Gordon Murray, partner at Ryder, discusses his experiences of judging the best in Scottish architecture for this year's RIAS Doolan Award.
When Andrew Doolan launched this fantastic award in 2001, he had two main objectives in mind - to recognise excellence in new Scottish architecture and to simulate argument and conversations on that new Scottish architecture. When I agreed to chair this year’s selection jury, I looked forward to the chance of some great conversations with the obvious prestige of selecting the RIAS Gold Medal and Doolan Prize winner. Our journey took us from Edinburgh to Wick and to Skye and Torridon in the western Highlands over four hectic days.
When this year’s jury trio – Anna Liu (Tonkin Liu), Murray Kerr (Denizen Works) and I – was established we set out a shortlist from the main awards, we were anticipating changes forthcoming next year in the reorganisation of both RIBA and RIAS awards; as well as our view that time spent in conversation with the clients and their architects was an imperative and would yield fruit. Obviously embedded in a warm Douglas fir clad interior on a Saturday morning on Skye when the rain was driving hard outside encourages a certain lethargy as well as an expanded conversation. Seemingly a million miles from a sunny crisp Thursday morning when we stood on the canal side adjacent to the fine Boroughmuir High School.

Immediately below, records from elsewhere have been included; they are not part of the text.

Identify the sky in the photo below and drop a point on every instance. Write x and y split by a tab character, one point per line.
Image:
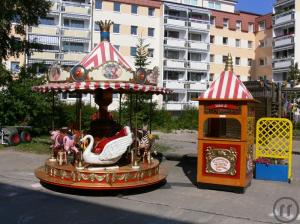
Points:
256	6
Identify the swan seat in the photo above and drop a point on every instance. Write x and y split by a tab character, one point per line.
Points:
112	151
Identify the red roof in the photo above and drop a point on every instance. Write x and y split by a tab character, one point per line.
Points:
227	87
103	53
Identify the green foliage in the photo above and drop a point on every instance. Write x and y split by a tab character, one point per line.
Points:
142	55
24	13
294	73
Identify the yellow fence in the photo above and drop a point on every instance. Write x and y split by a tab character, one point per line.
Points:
274	139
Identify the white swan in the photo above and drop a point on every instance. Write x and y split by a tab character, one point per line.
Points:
112	151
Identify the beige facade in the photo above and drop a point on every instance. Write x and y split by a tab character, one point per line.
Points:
262	66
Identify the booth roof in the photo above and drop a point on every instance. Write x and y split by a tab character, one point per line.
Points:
122	87
226	87
103	53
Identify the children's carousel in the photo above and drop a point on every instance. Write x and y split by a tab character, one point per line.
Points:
107	156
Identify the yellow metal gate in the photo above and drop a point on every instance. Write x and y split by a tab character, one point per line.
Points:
274	139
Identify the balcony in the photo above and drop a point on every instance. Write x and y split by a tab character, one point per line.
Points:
198	86
73	8
78	33
284	17
284	41
199	24
198	45
44	56
73	56
175	63
175	42
175	21
282	63
45	30
197	65
173	84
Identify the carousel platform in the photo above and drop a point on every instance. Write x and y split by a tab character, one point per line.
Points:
101	178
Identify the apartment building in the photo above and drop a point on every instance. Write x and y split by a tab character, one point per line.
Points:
185	53
232	33
262	66
286	37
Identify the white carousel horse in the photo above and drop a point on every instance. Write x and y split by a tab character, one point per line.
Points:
112	151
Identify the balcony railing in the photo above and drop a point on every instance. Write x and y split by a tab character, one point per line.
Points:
175	63
73	56
78	33
175	42
175	21
198	65
282	63
198	45
284	17
283	41
44	29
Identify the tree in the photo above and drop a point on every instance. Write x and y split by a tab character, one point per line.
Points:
24	13
142	54
294	73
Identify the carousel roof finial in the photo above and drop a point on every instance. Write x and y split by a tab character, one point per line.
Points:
104	28
229	64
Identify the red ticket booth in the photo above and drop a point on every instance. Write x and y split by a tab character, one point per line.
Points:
226	133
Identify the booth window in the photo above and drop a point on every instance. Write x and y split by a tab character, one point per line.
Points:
222	128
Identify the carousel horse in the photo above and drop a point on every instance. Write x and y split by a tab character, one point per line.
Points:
69	143
112	148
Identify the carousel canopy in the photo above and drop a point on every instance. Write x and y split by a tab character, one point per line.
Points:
91	86
102	53
103	68
227	87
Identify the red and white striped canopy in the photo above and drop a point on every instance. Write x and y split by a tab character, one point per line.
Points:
103	53
227	87
123	87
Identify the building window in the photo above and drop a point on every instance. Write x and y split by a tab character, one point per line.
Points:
151	52
74	23
250	44
212	39
98	4
238	61
116	28
133	30
73	47
15	67
238	25
96	27
134	9
261	43
117	7
261	25
132	51
212	20
250	27
214	5
151	11
150	32
261	61
249	62
117	47
225	23
47	21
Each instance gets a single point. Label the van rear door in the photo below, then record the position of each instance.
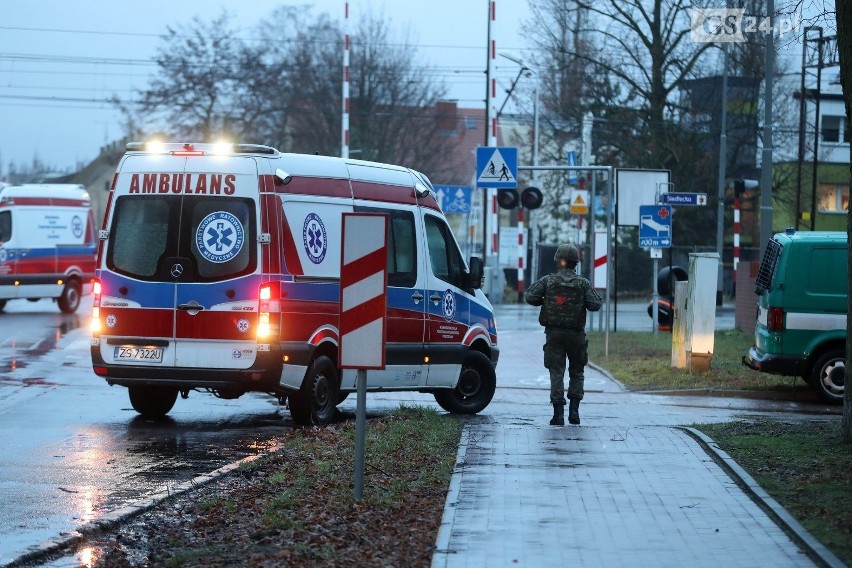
(183, 262)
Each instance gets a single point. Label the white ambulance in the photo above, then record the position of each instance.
(47, 243)
(219, 271)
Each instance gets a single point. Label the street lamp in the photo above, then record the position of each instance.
(533, 231)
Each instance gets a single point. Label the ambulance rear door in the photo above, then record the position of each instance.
(183, 277)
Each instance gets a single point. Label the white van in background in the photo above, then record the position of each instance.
(47, 243)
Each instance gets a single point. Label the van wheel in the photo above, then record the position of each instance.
(827, 376)
(69, 301)
(152, 401)
(475, 389)
(316, 401)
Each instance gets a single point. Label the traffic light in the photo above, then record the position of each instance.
(530, 198)
(507, 198)
(741, 185)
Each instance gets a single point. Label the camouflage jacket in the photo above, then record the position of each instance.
(564, 298)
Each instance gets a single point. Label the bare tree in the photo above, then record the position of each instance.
(197, 80)
(394, 104)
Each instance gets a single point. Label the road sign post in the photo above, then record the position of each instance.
(693, 199)
(655, 226)
(363, 312)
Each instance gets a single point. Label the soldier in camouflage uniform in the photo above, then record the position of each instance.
(564, 298)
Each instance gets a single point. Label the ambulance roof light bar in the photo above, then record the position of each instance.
(200, 149)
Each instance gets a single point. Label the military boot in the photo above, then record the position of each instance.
(574, 411)
(558, 415)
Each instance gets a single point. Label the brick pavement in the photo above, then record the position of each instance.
(626, 488)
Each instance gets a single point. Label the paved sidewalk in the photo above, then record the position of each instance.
(628, 487)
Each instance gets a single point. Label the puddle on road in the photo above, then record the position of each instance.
(23, 351)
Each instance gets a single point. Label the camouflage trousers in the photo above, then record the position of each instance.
(562, 345)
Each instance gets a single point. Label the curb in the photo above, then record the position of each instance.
(764, 500)
(442, 542)
(42, 551)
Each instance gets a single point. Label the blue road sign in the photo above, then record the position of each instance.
(685, 198)
(571, 158)
(497, 167)
(655, 226)
(454, 198)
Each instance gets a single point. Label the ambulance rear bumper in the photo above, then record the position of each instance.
(263, 376)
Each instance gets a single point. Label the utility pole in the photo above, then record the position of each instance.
(723, 159)
(766, 162)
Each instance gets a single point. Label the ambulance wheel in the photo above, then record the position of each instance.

We felt we could do no better than appraise against Vitruvius’ concepts of commodity, firmness and delight (with the emphasis on delight). In these seven projects we saw much commodity and firmness. Indeed, it is worth noting that four were design and build contracts, one of which was a Hub / SFT beneficiary. Only two were traditional tendering. In all cases the quality of the end product is a testament to the craftsmanship and constructors involved. Architecture is a team game. All the projects had a difficult birth, but that appears to be the nature of the industry we operate in, where creating anything of value has always been a struggle. Each architect must surely be enervated by a happy client and here we saw seven delighted clients. Clients with resolve, resilience, and faith; that in our view was not diminished by the process. The best works, these the best buildings, were indeed inhabited by architecture.
The strength of the competition would ensure that the winner was indeed outstanding and in Nucleus we found that. Beautifully designed and built as well potentially transformative as the repository of the personal histories of the people of the flow country.